In the digital age of continuous real-time publishing, arguing for this of control is futile – and not because it invariably reeks of censorship. Not all information should be shared or made public – but public information will be shared independent of its supposed quality. What drives the dissemination of public information in an attention economy is demand first and foremost. Recall that CourseTable was popular by students seeking it out and using it, not by decree – much like the Lisa Bonchek Adams twitter feed was sustained by its massive and growing audience of followers and readers. Independent of the inherent quality of either content – if there were such a thing, as both Yale and the Kellers are appear to assume -, readers will want to draw their own conclusions, make up their own minds, and knowingly bear the risk of sub-par interpretations.

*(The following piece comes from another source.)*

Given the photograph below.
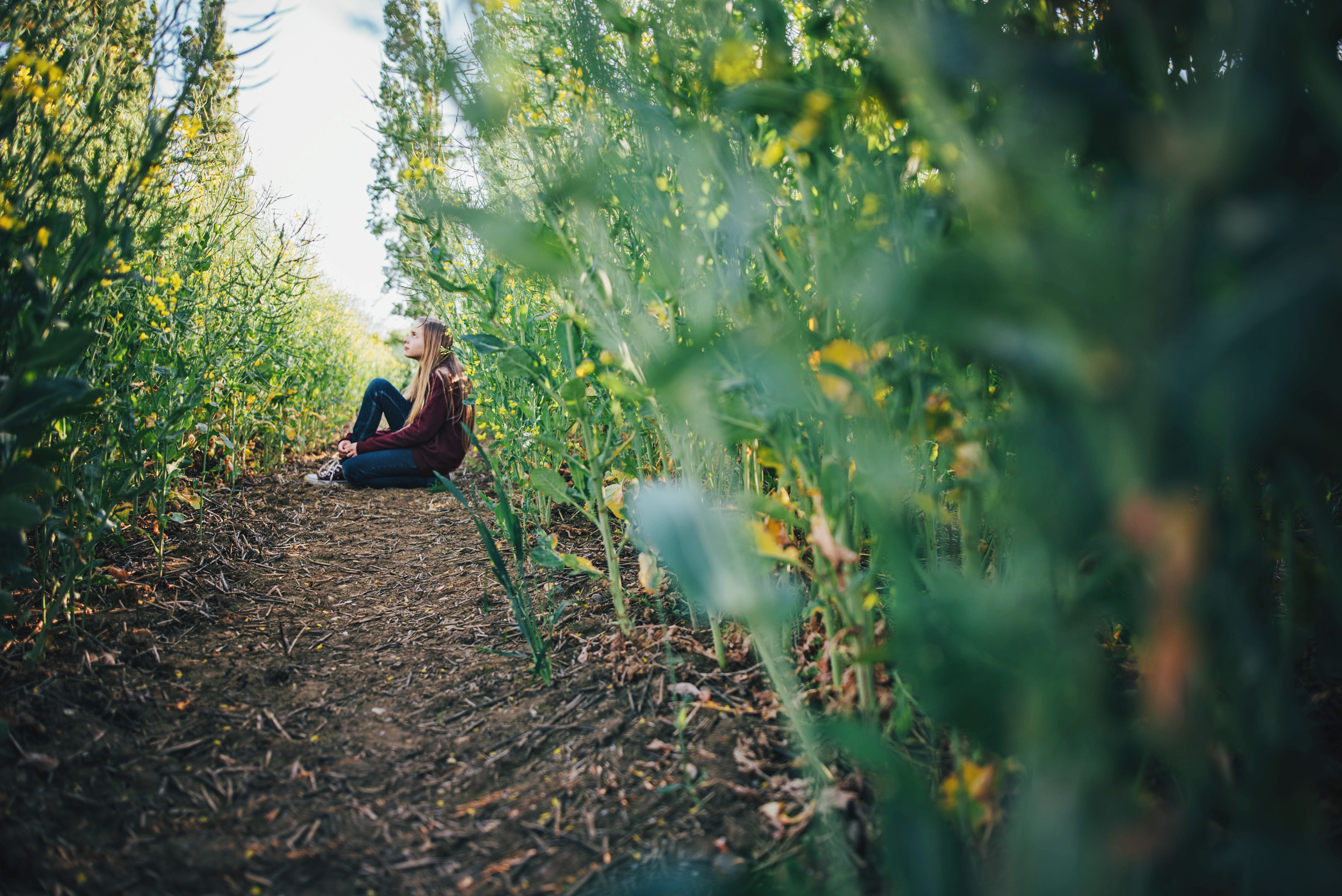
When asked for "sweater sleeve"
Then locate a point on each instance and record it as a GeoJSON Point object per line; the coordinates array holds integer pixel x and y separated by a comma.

What this means, in effect, that as one taboo after another is demystified by media overexposure, venerable gate-keepers of editorial, evaluative or even moral authority will rapidly see their authority erode insofar as it is based on legacy, aura or fiat. It would appear that some modesty is in order, as the struggle for discursive authority for these and similar institutions is now on-going, and demanding of thoroughness, clarity, justification and fairness. It is vital for institutions that devote themselves as much as newspapers and universities both to the education and information of society, that they not lose sight of the basic premise underlying their efforts: That people will in fact be willing and able to learn, to sort out fact from fiction, to learn which information to rely on for their decision-making in a noisy, complex world.

For the record: I will remain an avid reader of the New York Times (albeit in its International edition), and  I retain fond memories and the highest esteem for Yale University (full disclosure: I was a summer R.A. on The Quad for two exchange student Summer Schools). There is no doubt in my mind that both institutions will weather these storms. But they would be well-advised, in my humble opinion, to recognize them as yet another warning sign for further impending changes.

Yale cannot be completely unaware of the parallels to what happened a full decade ago, when Harvard administrators shut down an undergraduate student’s site, which wasn’t even as popular among its student body then as CourseTable is at Yale now. Not only has it made its drop-out founder billions – it has also forced highly respected Harvard dean Drew Gilpin Faust into rhetoric contortions vindicating Harvard for accounts, if not for visionaries.

While the world waits for Yale to backpedal into respectability, one would like to encourage Peter Xu and Harry Yu to embrace the disruptive potential of their innovation and not to worry too much about whether their alma mater will attempt to sanction them for providing a better undergraduate experience to their fellow students. The idea behind CourseTable is sure to prosper, though whether it is in Connecticut is uncertain at the moment.